Specifying fields by using XPath notation

If you intend to read or write XML structures, it's mandatory that you understand at least the basics of XPath, the language for finding information in an XML document, or defining parts of an XML document. In this recipe, you will be introduced to the XPath notation, so that you will find it easier to work with the rest of the recipes in the chapter.

Suppose you have an XML structure such as the following:

<w_cond>
<data>
<request>
<type>City</type>
<query>Buenos Aires, Argentina</query>
</request>
<current_condition>
<observation_time>08:12 PM</observation_time>
<temp scale="C">19</temp>
<temp scale="F">66</temp>
<weatherDesc>Sunny</weatherDesc>
<windspeed unit="Miles">8</windspeed>
<windspeed unit="Kmph">13</windspeed>
<dirDegree>70</dirDegree>
<dir16Point>ENE</dir16Point>
...
</current_condition>
<weather>
<date>2010-10-24</date>
<tempMaxC>23</tempMaxC>
...
</weather>
<weather>
<date>2010-10-25</date>
...
</weather>
...
</data>
<data>
<request>
<type>City</type>
<query>Montevideo, Uruguay</query>
</request>
...
</data>
<data>
...
</data>
...
</w_cond>

This structure contains the weather forecast for a group of cities.

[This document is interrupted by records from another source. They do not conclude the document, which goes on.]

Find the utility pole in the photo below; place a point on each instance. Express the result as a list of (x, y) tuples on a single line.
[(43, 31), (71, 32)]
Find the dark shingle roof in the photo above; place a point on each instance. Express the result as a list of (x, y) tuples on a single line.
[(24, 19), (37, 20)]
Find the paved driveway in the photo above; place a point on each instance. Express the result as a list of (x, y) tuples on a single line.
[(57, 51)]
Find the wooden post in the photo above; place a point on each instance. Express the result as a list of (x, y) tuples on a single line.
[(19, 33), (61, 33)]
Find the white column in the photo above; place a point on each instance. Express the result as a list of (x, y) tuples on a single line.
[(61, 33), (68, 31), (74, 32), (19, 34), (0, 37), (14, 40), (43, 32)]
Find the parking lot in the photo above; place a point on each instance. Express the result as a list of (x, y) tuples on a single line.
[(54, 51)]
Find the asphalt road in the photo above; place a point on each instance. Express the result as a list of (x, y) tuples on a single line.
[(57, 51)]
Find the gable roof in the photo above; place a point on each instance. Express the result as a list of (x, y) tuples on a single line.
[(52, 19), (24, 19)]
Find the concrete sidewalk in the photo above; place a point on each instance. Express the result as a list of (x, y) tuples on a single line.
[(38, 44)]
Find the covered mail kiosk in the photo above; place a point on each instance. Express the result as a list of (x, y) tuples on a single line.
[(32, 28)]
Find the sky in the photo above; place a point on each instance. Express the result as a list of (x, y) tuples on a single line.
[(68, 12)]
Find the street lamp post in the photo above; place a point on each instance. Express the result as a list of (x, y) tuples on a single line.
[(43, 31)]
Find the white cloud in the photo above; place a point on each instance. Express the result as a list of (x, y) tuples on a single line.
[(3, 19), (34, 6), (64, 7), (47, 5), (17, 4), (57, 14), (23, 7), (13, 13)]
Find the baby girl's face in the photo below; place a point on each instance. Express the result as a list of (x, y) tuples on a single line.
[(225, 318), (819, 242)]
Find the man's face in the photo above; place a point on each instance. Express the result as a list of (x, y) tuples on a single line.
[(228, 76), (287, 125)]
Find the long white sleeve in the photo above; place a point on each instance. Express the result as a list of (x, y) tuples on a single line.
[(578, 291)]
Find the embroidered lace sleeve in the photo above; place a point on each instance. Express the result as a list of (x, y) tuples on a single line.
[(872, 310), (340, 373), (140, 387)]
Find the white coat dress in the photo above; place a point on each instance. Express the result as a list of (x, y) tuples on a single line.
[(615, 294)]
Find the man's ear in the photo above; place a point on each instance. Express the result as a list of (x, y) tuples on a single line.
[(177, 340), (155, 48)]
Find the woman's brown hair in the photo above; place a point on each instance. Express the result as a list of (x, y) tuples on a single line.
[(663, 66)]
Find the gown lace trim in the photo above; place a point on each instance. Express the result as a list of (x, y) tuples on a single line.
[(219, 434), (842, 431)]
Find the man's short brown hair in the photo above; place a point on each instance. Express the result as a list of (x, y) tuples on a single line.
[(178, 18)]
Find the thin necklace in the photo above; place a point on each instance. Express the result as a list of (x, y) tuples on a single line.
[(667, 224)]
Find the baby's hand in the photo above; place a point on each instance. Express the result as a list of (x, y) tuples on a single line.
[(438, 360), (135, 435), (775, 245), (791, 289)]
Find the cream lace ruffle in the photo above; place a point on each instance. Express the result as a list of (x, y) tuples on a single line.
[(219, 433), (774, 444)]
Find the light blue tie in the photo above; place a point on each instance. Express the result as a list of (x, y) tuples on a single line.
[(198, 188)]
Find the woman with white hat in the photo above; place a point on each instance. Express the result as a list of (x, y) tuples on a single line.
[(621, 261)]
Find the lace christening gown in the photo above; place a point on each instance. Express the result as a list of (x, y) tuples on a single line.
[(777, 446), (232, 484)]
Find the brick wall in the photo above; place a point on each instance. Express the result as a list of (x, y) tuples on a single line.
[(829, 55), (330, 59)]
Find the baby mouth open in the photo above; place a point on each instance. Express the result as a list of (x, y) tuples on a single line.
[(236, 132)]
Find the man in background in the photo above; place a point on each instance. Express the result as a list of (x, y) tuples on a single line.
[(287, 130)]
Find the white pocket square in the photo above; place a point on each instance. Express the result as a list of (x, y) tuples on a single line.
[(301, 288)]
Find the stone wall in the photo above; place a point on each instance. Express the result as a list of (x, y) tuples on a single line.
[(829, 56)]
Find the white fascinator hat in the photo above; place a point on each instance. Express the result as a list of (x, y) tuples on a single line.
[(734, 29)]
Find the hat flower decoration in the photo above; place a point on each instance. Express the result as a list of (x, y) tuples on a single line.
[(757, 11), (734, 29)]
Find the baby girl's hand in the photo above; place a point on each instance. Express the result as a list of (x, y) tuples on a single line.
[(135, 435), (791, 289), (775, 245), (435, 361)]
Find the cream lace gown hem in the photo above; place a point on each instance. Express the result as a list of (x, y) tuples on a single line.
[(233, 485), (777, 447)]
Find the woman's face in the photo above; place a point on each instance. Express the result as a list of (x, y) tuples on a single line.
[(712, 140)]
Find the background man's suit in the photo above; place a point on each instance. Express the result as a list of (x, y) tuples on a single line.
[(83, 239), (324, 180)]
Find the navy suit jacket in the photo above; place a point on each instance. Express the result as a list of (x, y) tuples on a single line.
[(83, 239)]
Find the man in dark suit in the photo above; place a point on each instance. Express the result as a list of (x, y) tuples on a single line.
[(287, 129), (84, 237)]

For each city, you have the current weather and the forecast for the next three days.

Note

The sample XML was obtained by using a free local weather API. To learn how to use that API, visit www.worldweatheronline.com. Note that the sample is a slightly modified version of the original result.

Now, you want to specify the XPath for the following data (highlighted in the sample structure):

  • City
  • Observation time
  • Temperature (scale and degrees)
  • Weather description

Getting ready

This recipe is theoretical and has the purpose of helping you when it's time to enter an XPath notation. You will not develop a transformation here. However, for a better understanding of what's being explained, you can do the following:

  1. Download the sample XML file.
  2. Read it by using the Get data from XML step.
  3. Try introducing the different XPath notations in the Fields grid, as they are explained.
  4. To check if you are entering the correct notations, do a preview and check it for yourself.

How to do it...

Carry out the following steps:

  1. Pick the node that will be the base for specifying your fields. In the sample data, the node will be /w_cond/data.

    For each desired element, repeat steps 2 and 3:

  2. Look at the XML structure to see if it is a node or an attribute. In the sample data, the temperature scale and the units for the windspeed are attributes. The rest of the fields are nodes.
  3. Identify the absolute location of the element, that is, the complete path from the root element to the desired element. For example, for city the absolute location would be /w_cond/data/request/query. If the element is an attribute, prepend @ to the name.
  4. Identify the location relative to the base node identified in step 1. For example, for the city the relative location would be request/query. If the element is an attribute, prepend @ to the name.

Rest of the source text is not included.